Van die ene... van de ene Mens, Jezus Christus. Welke andere naam onder de mensen is waardig om naast die van Adam gesteld te worden? Zou de mensheid begerig gezocht hebben naar iemand wiens relatie tot het ras en wiens invloed daarop, voor goed of kwaad, net zo echt was als die van Adam, dan zouden ze vier millennia lang hun tijd en energie verspild hebben. In de volheid van tijd arriveerde de Tweede Mens. Wat voor soort Mens was Hij dat Zijn naam naast die van Adam geplaatst zou worden? Wat voor relatie onderhoudt Hij met het ras? Hoe zal Hij ze beïnvloeden? Zal Hij falen zoals de eerste Adam en bezwijken voor de aanval van Satan? Of zal Hij de eerste zijn die Satan verslaat, de eerste Zondeloze, Die geen reden had voor berouw? Om zulke vragen op juiste wijze te kunnen beantwoorden, moeten we de komst verkondigen van iemand die groter is dan Adam. Door één mens kwam de zonde de wereld binnen, door de Andere maakte de genade z'n entree en kwam deze op de troon. In Zijn eigen persoon zowel als in Zijn daad, bewijst de Tweede Mens op ieder terrein superieur te zijn aan de eerste. Zijn naam is de enige die overeenstemt met die van Adam als het hoofd van het ras. Bovendien staat Zijn naam, hier en elders, naast die van God als een verenigde bron van genade en vrede.

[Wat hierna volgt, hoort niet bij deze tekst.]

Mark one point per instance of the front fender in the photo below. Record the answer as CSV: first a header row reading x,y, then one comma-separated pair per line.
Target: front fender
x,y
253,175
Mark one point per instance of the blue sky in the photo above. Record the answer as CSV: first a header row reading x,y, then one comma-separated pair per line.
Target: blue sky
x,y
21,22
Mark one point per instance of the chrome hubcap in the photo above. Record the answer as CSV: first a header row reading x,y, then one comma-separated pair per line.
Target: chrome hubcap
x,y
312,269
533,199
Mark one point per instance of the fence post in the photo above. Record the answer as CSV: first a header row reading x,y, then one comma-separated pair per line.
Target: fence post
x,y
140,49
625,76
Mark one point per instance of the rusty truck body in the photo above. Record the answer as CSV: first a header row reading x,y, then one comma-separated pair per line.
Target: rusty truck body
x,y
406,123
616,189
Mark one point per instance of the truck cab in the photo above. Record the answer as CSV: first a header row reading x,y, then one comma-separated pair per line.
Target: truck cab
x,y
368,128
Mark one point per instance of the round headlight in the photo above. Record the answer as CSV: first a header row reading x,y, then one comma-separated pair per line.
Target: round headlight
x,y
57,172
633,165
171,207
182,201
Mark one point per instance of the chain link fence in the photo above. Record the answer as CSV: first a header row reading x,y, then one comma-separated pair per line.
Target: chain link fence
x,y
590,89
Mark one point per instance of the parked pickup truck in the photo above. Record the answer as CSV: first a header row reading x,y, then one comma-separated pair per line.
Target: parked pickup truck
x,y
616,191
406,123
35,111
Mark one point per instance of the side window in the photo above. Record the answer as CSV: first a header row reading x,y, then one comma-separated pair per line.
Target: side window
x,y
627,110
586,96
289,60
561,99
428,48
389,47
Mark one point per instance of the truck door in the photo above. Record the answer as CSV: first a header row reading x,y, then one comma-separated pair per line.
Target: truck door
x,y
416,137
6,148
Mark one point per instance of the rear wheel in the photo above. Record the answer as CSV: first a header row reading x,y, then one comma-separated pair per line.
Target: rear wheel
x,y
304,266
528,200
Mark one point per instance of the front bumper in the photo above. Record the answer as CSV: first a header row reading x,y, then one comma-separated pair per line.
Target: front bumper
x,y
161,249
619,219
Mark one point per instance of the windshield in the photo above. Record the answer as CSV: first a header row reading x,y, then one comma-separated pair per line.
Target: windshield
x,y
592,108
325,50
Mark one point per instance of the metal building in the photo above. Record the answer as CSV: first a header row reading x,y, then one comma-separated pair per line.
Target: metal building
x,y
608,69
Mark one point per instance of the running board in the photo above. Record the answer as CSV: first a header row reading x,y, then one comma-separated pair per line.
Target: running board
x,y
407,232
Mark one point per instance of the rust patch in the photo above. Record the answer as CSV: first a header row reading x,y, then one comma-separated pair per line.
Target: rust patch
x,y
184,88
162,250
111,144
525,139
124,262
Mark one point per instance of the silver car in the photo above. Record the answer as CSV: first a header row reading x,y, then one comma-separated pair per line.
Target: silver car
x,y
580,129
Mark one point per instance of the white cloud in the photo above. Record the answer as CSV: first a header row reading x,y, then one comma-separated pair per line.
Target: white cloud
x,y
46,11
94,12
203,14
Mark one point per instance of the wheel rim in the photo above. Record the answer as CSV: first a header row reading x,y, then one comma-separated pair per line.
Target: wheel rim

De velen gestorven zijn...voor de velen overvloedig geworden. "De velen" staat in contrast met "de ene". Zoals "de velen" verwijst naar hen uit een historische periode, zo verwijst "voor de velen" naar hen die leven in de tijd sinds genade haar intrede deed. Gestorven...overvloedig. Lijkt dit op een teleurstellend contrast? Worden we verleid een woord te veranderen? De Geest geeft via Paulus de waarheid precies weer.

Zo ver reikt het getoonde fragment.